Le Will Carmichael de RoosterMoney dit qu’il y a eu une demande pour la carte dès l’âge de six ans, mais qu’il appartient aux parents de décider quand le bon moment est venu pour leur enfant d’obtenir une carte.

Commencer tôt

Avant de s’inscrire pour une carte, une discussion soutenue sur l’argent est nécessaire entre le parent et l’enfant.

StepChange, l’organisme de bienfaisance qui s’occupe de la dette, affirme que plus des deux tiers des personnes qui viennent chercher de l’aide sont endettées par carte de crédit. Par conséquent, il est important d’être clair au sujet du message qui est envoyé aux enfants au sujet de toute utilisation de la carte, aussi bien intentionnée soit-elle, ou aussi bien surveillée qu’elle soit, selon la porte-parole Sue Anderson.

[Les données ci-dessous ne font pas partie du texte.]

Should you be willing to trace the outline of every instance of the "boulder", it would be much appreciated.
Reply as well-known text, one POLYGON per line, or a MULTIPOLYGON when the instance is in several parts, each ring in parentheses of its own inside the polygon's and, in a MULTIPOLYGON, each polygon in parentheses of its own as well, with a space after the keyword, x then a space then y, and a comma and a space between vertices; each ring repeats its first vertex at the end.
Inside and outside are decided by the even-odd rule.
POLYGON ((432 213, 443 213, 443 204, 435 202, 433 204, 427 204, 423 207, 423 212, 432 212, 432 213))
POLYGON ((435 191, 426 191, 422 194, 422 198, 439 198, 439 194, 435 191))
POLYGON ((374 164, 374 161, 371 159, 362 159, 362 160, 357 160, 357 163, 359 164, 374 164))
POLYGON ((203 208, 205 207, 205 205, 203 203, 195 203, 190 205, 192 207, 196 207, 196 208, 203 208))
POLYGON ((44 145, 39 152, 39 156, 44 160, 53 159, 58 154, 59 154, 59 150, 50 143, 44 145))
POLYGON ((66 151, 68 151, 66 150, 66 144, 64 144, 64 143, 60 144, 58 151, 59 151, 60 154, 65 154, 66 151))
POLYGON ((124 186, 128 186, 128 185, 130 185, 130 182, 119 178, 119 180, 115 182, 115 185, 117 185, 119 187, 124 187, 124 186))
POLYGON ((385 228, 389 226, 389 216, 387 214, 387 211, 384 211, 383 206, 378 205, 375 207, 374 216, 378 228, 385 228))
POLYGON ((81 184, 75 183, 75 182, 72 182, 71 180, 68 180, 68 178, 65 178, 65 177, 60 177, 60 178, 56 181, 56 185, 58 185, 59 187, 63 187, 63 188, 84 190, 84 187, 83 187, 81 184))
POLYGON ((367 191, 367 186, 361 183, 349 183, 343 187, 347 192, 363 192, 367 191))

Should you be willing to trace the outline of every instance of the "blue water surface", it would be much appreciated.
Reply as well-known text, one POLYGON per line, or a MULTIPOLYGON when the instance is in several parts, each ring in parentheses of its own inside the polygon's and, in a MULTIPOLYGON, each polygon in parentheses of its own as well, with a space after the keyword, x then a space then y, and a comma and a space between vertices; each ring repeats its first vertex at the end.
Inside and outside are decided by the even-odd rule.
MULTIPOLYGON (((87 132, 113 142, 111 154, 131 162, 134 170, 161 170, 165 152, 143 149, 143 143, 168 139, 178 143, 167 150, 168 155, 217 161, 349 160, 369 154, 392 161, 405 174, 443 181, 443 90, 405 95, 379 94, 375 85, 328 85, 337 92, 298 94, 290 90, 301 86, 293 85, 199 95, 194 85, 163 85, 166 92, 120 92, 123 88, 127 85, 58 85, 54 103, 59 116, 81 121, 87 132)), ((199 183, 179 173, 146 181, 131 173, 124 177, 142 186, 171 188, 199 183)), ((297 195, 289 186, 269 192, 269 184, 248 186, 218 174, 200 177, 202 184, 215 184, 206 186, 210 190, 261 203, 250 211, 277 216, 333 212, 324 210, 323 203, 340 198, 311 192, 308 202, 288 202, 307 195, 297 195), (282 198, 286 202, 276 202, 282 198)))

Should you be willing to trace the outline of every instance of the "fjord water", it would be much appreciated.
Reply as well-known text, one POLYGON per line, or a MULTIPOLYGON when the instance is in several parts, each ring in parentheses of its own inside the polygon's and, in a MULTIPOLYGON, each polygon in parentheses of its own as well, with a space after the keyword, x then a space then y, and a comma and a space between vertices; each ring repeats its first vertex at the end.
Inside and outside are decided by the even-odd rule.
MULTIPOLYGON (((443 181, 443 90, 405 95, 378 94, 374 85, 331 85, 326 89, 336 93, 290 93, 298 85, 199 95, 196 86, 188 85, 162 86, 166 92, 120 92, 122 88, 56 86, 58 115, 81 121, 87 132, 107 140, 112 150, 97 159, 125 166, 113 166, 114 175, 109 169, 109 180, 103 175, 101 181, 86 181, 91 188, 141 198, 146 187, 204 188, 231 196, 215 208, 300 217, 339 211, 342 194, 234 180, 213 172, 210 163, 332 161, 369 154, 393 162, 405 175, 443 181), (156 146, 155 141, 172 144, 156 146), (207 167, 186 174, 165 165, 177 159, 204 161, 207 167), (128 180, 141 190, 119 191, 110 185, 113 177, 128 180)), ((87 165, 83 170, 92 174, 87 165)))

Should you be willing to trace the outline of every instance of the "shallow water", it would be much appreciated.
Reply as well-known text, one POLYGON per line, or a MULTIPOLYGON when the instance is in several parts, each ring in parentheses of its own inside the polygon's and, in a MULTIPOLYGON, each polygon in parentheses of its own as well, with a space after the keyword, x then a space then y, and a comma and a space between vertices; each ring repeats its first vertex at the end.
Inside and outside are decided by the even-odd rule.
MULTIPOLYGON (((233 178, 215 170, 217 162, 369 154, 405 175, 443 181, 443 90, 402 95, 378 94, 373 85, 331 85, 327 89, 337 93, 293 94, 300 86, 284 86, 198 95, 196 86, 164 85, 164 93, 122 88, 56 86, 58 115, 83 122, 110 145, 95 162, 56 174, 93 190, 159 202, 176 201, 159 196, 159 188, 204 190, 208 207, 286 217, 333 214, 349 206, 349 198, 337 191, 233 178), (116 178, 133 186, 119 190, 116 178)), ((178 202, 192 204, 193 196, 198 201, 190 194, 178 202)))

Pour les enfants, ces cartes de crédit  » apprenantes  » peuvent avoir l’air d’un jeu, mais l’argent et les dépenses qui se trouvent derrière eux sont réels « , dit-elle.

« Le défi pour les parents est de s’assurer qu’ils utilisent consciemment ce genre d’outils pour aider leurs enfants à acquérir et à développer leurs compétences en budgétisation et en gestion financière, plutôt que d’aider leurs enfants à développer un goût précoce pour la thérapie au détail.